Right now, there's a lone audio cable running from my A8N-SLI Deluxe's onboard audio to the auxillary input jack on my speakers, and that cable makes me sad. It's there because there aren't any drivers for my X-Fi card for Linux. I'm not playing games or doing any audio editing in Linux, so having good sound isn't critical, but listening to music through the noisy onboard audio really sucks.
So, what's Creative's story? The last mention of X-Fi support on Linux was a post from May 18, 2006 . It says " Creative plans to make proprietary (closed source) drivers available for the X-Fi series of sound cards in the second quarter of 2007. These drivers will have full support for ALSA (playback, recording, mixer, MIDI, synthesis) and OpenAL 1.1 (with EAX effects). " We're about to enter the second quarter, but we've heard nothing from anyone at Creative for 10 months.

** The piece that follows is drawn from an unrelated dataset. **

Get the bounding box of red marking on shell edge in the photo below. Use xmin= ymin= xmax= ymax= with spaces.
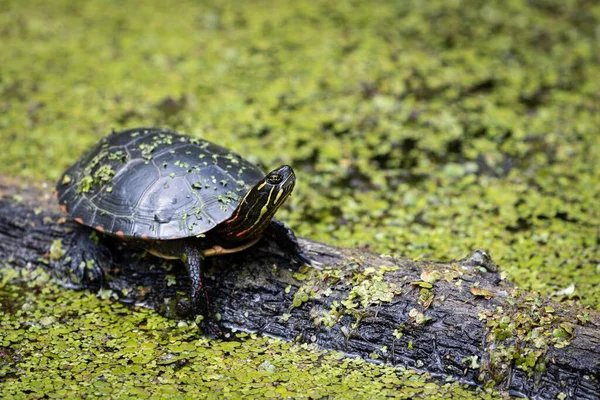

It's safe to describe a standalone soundcard as a luxury item these days, virtually every montherboard you can buy includes good onboard sound, especially for people who don't play games. The only reason anyone needs a standalone soundcard is if they play games or if they want the cleaner, less noisy audio that you get when you move the DACs and sound hardware up off the motherboard. When I buy a luxury item, I expect it to provide better functionality than the commodity hardware I already have, everywhere I need it to. My standalone soundcard, which I paid for, should be demonstrably better than the onboard codecs that came soldered to my motherboard for free--whether I'm running Windows or Linux.
The X-Fi has been on the market for almost 18 months now. I'm not asking for support for 3D sound or a fancy control panel. All I want is the ability to play MP3s and watch video using my X-Fi card. It's time for at least a beta release, Creative.